Putting aside whatever the software’s actual merits are, IBM’s ad campaign—given airtime on national television as well as on major sites all over the Web—depicted a tool so powerful and prophetic that it directed a police officer to the exact mini mart that a scheming white, middle-aged robber was planning to hold up. When the assailant arrived, a cop awaited him there, smirking, leaning on his cruiser, hot coffee in hand. The assailant turned around and left, his criminal plot thwarted.
“It’s much easier to buy a product than it is to hire an employee.”
The advertisement is complete, fantastical bullshit; no crime forecasting software can predict crimes with such time- and coordinate-specificity. But the basic message, intoned matter-of-factly in voiceover as the bullshit scene plays out, is clear: IBM’s software “has helped some U.S. cities cut serious crime by up to 30 percent by stopping it before it happens.” The implied message is even more attractive to police officials: Departments that face dwindling budgets and rising crime rates can buy IBM software instead of hiring more police officers. They can do more with less.
Maybe. Early investments into predictive policing were not cheap. In Memphis, where the city rolled out its Blue CRUSH initiative with IBM software and help from a University of Memphis professor, the program’s annual cost was around $395,000, in addition to the installation of a $3 million Real Time Crime Center. And while IBM’s crime figures sure looked appealing (some IBM figures touted crime reductions of as much as 42 percent), subsequent research has indicated that crime reduction from predictive policing tools is likely a lot more modest than IBM might have you believe: As referenced in Official Police Business a couple weeks back, perhaps the most thorough academic study to date into predictive policing shows that software by PredPol—one of the best known predictive policing tools on the market today—can lead to a 7.4 percent reduction in “crime volume.” Not only is that much lower than any of IBM’s claims, that study was replicated by a French researcher who concluded that police could have similar results if they simply sent officers to patrol hotspots—areas where crimes were already occurring.
Police departments—and IBM competitors—are coming to similar realizations.
A representative of Azavea, which produces the predictive policing software HunchLab, told me last week that the company charges police departments a rate of $15,000 per year for every 50,000 people who live in a jurisdiction. That’s a fraction of what Memphis paid for its IBM-guided predictive program. Even that HunchLab figure might overstate costs.
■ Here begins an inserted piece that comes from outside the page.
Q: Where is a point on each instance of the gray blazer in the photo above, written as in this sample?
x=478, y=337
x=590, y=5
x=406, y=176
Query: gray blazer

This February Verge story put HunchLab’s annual price in St. Louis County at $50,000—which, according to the representative’s estimate, should cover a population of a little more than 150,000. (Government procurement database company SmartProcure shows that St. Louis County’s HunchLab bill was actually less than that—$45,427.20.) St. Louis County has a population of about 1 million—which means St. Louis got a pretty nice discount. And while that Verge story emphasizes the discount St. Louis County received by pointing out that it was quoted $200,000 per year by HunchLab competitor PredPol, that figure seems awfully high; SmartProcure data shows that PredPol’s biggest customer is the City of Richmond, just northwest of Berkeley in San Francisco’s East Bay area. Richmond has spent $150,000 with PredPol total since 2012. And that’s double the amount that PredPol’s second biggest customer has paid to the company.
The cost of predictive policing software seems to be dropping precipitously, in other words. And it’s no wonder why.
In a panel discussion last week at the University of Pennsylvania, RAND senior operations researcher and predictive policing expert John S. Hollywood pointed out that effective machine learning and predictive analytics software is available open-source on the web—i.e. for free. Since most police departments today gather crime data and make use of crime hotspots to carry out patrols anyway, it’s not unthinkable that some police officials might eschew contracts with predictive policing companies and instead take care of analytics in-house.
The question, then, is whether police departments want to invest in a company’s software on an annual basis—which is “a little more turn-key,” as Hollywood put it—or invest in an actual human (or actual humans) to oversee a department’s analytics program, and bolster the hotspot programs they’re already building.
There’s a lot to consider.
The latter could involve “paying for a pension,” said University of Pennsylvania criminology professor John MacDonald. And outside the cost of an additional salary and pension for a police force, in most local and state governments, there’s also the issue of procurement, he said—going through the process of getting approval from a city council or other governing body to hire an analyst.
The quandary, then, is one of the most basic in any municipal environment: to hire more employees, or buy more software? As predictive policing makes its way into more and more police departments, we’ll find out which way departments seem to be leaning. But if past is prologue and the growth of law enforcement companies such as TASER International, Safariland, and Harris Corporation is any indication, the good money is on software.
As MacDonald put it last week: “It’s much easier to buy a product than it is to hire an employee.”